Rose has other traits too. Try to find what makes Rose unique and herself, and work from here. I am sure it will help you and your headmates understand who she really is, by herself.
xoxo
♥Lust♥ (with -David- nearby)
Thanks Lust and David. You're right, she has other qualities. So does he, good ones.
I think it's like in another of my thread about cutting off. I never bonded to him and I don't know him so I want to cut off. To Rose it'll be a loss she'll be unaware of which I need to deal with too.
I do really feel at the moment I need to be single and focus on therapy and my life. I don't like the guy, others don't too so it needs to be we don't stay in the relationship. Rose accepting that will be harder.
You're right though Rose is different to him. She loves the idea of nice stuff and looking good, other parts do too but she doesn't need it, she's a very make do person.
Thanks.
Sarah
-- Wed Jul 22, 2020 9:44 am --
sleepingwolf wrote:We just wanted to say that we've read your posts and we see and hear you all. We don't have any advice or comments, just that we hear and respect you all.

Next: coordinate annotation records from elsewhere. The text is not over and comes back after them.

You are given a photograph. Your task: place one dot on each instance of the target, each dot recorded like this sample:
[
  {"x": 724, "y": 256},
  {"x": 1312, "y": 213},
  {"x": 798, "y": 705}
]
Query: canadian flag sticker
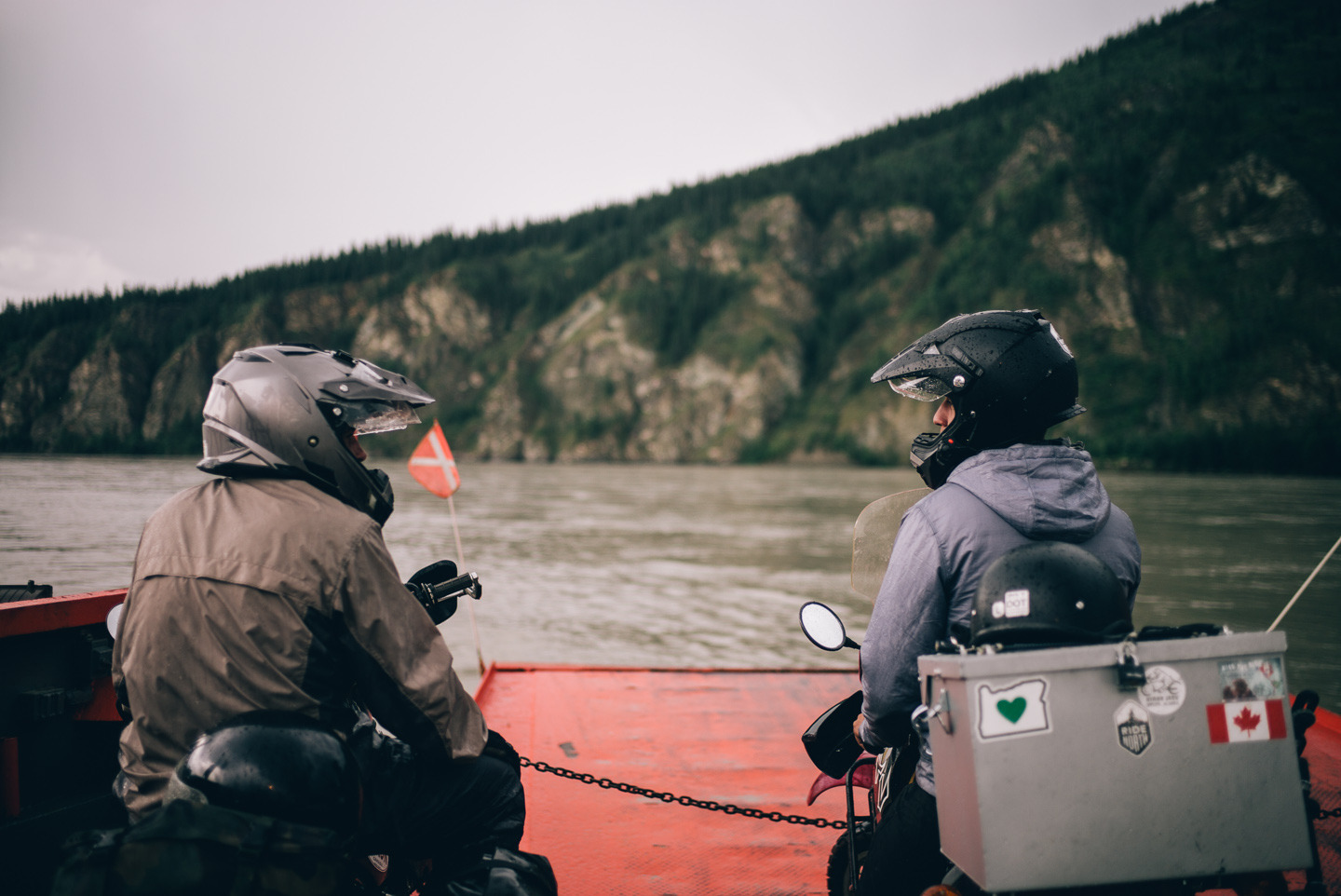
[{"x": 1246, "y": 721}]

Sending warmth and kindness to you all![]()
Yanni
(and All of the Tribe)
Thank you Yanni and all of the tribe

-- Wed Jul 22, 2020 9:48 am --
So I am getting out of the relationship I'm in. In the internal process of that, aside from I don't like him, I realised that to do this assessment and therapy I have to do it alone. There's a witches saying "the cat that leaps is not the cat that lands" I need to recentre and go to the assessment and therapy in the most centred way possible and that is not with being in any relationship.